El juicio a Jesús expone cómo se destruye la justicia: lo que no te cuentan
La justicia en la Pasión de Cristo: un caso de arbitrariedad judicial
El arresto, juicio y ejecución de Jesús no solo son un relato religioso. Son un expediente que desnuda fallas graves en la justicia, defectos que hoy tratamos de corregir para proteger derechos básicos.
Lo que ocurrió realmente
- Jesús fue juzgado sin acusación formal ni defensa.
- Los «tribunales» usaron criterios basados en creencias personales, no en pruebas objetivas.
- El juicio fue nocturno y sin respeto a normas previas, vulnerando la legalidad.
- Pilato se lavó las manos y cedió a presiones sociales, ignorando la duda razonable a favor del acusado.
Por qué esto cambia el escenario
Este proceso muestra el peligro cuando la justicia se politiza y abandona la racionalidad.
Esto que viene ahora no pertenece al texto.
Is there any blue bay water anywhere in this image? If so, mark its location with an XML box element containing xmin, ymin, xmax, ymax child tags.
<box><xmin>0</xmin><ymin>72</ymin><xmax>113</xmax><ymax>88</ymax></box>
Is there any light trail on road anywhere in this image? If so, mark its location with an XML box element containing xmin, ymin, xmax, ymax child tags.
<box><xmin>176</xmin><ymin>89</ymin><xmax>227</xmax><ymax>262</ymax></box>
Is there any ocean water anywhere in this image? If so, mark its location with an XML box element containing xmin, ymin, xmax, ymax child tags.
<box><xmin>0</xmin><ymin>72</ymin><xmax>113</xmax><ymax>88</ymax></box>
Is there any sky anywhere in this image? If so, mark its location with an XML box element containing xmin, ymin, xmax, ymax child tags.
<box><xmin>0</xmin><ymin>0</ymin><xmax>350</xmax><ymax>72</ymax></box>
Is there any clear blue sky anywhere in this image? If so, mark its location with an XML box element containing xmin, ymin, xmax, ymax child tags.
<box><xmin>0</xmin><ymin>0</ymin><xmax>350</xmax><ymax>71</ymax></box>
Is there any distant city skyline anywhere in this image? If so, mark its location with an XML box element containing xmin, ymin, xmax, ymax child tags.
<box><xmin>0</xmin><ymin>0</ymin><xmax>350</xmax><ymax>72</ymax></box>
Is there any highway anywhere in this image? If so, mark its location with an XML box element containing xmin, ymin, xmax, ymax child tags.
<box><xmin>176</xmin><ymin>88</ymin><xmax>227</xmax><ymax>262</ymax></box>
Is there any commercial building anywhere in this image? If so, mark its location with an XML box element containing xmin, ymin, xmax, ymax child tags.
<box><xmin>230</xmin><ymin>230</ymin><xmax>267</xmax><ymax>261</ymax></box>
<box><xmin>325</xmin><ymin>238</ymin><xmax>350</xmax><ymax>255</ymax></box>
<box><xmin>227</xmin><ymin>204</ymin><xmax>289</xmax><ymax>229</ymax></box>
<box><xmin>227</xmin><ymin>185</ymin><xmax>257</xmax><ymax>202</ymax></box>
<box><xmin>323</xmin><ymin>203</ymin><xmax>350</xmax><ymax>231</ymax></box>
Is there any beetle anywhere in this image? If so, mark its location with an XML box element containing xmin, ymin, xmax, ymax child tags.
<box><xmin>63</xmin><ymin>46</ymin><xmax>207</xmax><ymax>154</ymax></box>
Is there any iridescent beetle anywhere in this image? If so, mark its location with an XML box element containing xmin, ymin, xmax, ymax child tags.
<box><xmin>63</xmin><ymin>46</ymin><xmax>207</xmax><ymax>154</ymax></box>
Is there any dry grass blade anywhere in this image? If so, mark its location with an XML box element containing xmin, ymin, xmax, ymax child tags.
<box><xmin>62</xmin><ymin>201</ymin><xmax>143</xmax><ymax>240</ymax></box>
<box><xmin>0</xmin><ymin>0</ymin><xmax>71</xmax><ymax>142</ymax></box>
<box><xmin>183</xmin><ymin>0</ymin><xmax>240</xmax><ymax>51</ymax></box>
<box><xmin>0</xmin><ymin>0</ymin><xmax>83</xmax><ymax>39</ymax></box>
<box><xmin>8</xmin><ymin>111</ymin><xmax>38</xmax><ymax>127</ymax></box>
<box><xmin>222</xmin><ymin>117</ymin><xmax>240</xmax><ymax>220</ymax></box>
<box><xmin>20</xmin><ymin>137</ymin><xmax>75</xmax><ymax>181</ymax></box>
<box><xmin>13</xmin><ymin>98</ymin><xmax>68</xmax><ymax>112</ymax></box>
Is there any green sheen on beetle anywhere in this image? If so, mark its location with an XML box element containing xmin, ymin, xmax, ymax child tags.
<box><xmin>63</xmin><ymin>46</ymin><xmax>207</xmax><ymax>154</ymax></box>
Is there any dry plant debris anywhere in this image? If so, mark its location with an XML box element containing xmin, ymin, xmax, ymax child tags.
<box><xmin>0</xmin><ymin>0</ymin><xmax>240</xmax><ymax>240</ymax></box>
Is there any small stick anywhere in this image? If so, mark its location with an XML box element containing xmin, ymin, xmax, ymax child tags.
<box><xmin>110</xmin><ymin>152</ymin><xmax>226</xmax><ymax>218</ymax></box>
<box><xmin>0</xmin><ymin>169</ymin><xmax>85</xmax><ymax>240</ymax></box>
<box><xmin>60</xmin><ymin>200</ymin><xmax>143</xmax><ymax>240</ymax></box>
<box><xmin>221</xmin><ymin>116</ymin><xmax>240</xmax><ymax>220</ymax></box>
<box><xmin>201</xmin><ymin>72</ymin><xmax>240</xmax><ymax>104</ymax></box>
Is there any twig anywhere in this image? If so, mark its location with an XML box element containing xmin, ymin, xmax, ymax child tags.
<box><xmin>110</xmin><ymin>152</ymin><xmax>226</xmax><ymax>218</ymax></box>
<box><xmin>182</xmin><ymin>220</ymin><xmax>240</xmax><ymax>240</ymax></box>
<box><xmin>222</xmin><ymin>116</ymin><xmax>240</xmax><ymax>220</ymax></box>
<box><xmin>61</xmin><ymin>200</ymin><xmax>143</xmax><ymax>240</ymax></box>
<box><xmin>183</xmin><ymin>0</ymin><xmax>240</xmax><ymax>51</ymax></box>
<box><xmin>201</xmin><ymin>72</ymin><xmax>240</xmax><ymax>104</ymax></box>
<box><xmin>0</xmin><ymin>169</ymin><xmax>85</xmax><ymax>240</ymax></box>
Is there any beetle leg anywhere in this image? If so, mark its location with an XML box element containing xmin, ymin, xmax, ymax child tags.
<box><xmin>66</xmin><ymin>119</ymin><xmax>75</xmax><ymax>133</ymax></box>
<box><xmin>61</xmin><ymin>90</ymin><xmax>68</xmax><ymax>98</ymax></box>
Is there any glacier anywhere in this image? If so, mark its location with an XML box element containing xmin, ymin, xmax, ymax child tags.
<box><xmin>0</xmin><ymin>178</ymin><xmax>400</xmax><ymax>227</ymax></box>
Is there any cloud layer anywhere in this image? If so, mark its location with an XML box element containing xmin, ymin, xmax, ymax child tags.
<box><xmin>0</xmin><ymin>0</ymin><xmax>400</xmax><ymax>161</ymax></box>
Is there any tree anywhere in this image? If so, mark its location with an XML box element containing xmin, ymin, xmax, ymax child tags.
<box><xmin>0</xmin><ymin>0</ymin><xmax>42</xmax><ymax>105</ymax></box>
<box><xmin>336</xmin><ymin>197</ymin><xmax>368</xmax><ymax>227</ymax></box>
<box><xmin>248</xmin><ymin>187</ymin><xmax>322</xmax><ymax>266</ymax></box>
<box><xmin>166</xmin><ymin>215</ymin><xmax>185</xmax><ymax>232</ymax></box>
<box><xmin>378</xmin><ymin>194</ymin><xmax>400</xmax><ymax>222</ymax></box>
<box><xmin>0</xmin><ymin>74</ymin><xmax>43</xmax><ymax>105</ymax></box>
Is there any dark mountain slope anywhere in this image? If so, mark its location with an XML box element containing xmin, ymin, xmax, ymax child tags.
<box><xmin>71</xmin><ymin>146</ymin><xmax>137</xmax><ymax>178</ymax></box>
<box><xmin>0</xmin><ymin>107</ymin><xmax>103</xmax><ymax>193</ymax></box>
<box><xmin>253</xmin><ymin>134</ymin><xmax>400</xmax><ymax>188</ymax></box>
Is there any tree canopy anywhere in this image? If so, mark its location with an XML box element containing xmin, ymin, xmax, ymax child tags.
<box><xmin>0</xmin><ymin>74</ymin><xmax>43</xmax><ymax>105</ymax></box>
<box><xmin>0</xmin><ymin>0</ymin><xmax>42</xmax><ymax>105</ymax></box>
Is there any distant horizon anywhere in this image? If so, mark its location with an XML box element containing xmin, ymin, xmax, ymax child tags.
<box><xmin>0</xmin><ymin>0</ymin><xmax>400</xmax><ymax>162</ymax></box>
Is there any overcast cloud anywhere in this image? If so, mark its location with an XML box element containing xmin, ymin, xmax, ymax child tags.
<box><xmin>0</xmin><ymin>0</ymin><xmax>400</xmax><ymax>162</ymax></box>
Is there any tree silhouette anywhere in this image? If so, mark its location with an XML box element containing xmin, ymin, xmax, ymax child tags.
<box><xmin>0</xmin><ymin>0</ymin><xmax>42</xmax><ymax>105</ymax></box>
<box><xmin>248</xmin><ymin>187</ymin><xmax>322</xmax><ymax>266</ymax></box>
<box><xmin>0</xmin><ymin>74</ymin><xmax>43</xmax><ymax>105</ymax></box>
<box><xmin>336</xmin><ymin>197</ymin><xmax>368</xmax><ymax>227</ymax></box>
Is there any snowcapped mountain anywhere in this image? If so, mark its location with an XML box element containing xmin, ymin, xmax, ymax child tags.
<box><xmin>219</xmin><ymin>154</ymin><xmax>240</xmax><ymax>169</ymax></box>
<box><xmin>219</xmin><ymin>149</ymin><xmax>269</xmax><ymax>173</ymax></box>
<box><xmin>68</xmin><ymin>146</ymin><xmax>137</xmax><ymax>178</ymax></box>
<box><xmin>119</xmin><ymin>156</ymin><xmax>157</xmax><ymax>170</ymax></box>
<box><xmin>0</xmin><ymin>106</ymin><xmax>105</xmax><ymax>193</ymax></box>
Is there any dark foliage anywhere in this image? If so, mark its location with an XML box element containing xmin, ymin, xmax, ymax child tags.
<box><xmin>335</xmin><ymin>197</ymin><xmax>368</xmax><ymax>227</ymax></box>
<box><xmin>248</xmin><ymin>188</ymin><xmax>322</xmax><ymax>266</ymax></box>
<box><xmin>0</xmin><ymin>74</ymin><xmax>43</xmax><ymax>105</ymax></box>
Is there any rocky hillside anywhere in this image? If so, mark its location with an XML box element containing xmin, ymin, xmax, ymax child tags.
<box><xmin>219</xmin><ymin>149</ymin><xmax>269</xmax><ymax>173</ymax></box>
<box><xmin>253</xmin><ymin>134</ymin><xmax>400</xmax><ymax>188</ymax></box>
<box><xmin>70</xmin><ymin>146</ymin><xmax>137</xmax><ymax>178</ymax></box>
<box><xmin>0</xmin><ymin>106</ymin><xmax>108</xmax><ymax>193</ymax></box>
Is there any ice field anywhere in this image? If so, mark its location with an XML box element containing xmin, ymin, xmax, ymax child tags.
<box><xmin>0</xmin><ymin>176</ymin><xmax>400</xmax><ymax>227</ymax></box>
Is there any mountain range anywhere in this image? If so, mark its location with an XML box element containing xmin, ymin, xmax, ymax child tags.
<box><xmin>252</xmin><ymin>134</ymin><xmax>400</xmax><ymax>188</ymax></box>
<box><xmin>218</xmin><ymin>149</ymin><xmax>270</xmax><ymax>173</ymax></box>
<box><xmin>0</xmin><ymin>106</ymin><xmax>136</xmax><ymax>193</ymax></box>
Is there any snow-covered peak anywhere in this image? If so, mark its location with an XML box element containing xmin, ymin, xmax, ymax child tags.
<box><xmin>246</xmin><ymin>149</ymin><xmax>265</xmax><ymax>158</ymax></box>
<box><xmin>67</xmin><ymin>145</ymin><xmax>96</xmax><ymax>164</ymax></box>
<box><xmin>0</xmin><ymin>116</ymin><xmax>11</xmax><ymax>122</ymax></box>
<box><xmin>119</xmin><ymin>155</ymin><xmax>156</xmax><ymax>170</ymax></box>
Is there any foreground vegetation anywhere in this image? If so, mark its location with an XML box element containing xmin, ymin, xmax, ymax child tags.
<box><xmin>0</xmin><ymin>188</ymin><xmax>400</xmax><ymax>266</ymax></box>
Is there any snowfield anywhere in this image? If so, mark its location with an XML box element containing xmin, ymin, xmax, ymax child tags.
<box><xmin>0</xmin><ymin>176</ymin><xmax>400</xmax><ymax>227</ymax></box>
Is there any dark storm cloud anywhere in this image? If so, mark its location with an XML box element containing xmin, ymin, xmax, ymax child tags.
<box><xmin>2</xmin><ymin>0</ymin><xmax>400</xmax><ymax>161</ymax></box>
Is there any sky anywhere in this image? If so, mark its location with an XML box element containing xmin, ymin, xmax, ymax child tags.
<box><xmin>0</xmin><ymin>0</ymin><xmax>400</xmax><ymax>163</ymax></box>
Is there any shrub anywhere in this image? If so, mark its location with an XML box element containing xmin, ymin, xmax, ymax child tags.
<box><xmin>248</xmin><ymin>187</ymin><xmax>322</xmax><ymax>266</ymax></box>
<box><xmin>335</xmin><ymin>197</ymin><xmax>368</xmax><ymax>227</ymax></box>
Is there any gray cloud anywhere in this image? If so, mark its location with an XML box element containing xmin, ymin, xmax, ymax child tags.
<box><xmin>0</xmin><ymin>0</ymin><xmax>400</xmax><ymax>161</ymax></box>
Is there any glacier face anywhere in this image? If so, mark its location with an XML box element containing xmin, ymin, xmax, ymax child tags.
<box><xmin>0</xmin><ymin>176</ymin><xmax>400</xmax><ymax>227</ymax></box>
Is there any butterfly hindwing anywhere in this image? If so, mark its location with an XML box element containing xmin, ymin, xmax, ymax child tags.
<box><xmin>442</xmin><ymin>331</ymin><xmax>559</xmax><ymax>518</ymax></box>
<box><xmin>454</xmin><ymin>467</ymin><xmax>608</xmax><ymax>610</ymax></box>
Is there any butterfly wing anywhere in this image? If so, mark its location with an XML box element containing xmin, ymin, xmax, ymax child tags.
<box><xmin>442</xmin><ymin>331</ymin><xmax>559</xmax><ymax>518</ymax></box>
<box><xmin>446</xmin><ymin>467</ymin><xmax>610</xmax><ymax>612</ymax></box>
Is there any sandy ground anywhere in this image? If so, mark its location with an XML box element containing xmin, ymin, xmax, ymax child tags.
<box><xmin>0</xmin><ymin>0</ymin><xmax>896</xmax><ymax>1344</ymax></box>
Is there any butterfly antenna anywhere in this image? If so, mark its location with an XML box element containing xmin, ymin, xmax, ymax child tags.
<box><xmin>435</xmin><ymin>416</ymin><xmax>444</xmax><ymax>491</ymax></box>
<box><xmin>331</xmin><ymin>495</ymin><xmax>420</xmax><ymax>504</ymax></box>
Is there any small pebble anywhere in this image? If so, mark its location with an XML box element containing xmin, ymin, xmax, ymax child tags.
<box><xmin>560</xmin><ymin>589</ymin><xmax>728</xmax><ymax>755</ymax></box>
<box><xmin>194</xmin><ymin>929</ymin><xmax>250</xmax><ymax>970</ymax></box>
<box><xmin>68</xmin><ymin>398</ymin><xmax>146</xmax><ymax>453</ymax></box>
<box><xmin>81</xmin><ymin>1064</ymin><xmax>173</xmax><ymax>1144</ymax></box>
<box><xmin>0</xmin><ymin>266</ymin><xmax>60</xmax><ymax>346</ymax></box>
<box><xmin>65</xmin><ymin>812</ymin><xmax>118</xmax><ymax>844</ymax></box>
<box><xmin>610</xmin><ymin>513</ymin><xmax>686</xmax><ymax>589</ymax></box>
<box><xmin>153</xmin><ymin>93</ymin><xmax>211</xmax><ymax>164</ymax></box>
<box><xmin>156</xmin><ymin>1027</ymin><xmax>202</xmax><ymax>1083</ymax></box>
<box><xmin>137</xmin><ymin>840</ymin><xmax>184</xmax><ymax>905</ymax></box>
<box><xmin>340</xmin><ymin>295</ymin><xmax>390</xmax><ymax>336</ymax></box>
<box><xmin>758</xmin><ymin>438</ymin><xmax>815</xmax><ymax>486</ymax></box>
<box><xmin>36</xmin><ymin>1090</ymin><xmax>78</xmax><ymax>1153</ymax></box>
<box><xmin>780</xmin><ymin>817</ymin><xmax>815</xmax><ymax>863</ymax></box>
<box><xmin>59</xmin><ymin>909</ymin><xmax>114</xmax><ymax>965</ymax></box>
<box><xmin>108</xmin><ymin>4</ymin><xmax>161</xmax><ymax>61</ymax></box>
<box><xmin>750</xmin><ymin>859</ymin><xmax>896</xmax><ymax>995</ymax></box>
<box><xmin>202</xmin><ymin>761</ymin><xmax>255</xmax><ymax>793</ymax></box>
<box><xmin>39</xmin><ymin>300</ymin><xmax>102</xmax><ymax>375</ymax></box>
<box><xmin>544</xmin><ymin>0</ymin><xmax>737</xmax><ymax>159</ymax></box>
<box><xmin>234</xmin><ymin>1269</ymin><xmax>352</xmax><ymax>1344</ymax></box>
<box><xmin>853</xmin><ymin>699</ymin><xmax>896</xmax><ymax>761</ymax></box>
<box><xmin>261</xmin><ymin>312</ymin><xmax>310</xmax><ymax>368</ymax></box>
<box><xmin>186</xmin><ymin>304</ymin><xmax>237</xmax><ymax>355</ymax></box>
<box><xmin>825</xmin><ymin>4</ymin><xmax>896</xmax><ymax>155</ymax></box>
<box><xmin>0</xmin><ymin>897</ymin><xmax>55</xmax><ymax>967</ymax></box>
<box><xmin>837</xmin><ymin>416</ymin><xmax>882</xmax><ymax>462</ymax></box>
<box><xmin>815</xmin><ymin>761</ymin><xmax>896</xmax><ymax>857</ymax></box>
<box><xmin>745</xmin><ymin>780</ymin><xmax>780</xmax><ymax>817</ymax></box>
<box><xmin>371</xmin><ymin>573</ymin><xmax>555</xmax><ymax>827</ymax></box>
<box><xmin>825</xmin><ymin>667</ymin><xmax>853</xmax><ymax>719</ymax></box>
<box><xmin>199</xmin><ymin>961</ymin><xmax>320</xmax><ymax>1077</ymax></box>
Los principios actuales, como la presunción de inocencia o el derecho a la defensa, no son simples formalismos: nacieron para impedir exactamente este tipo de atropellos.
El caso revela cómo la independencia judicial y la tutela judicial efectiva no son debates teóricos sino condiciones básicas para evitar decisiones arbitrarias y persecuciones injustas.
Qué viene después
Si ignoramos estas lecciones, la justicia seguirá siendo un instrumento de poder y no de verdad. Reforzar garantías procesales es urgente para evitar que presiones políticas y sociales sigan dictando sentencias sin fundamentos.
La historia de Jesús no solo interpela la fe, también cuestiona la calidad de nuestras instituciones y la vulnerabilidad a agendas que destruyen el Estado de derecho.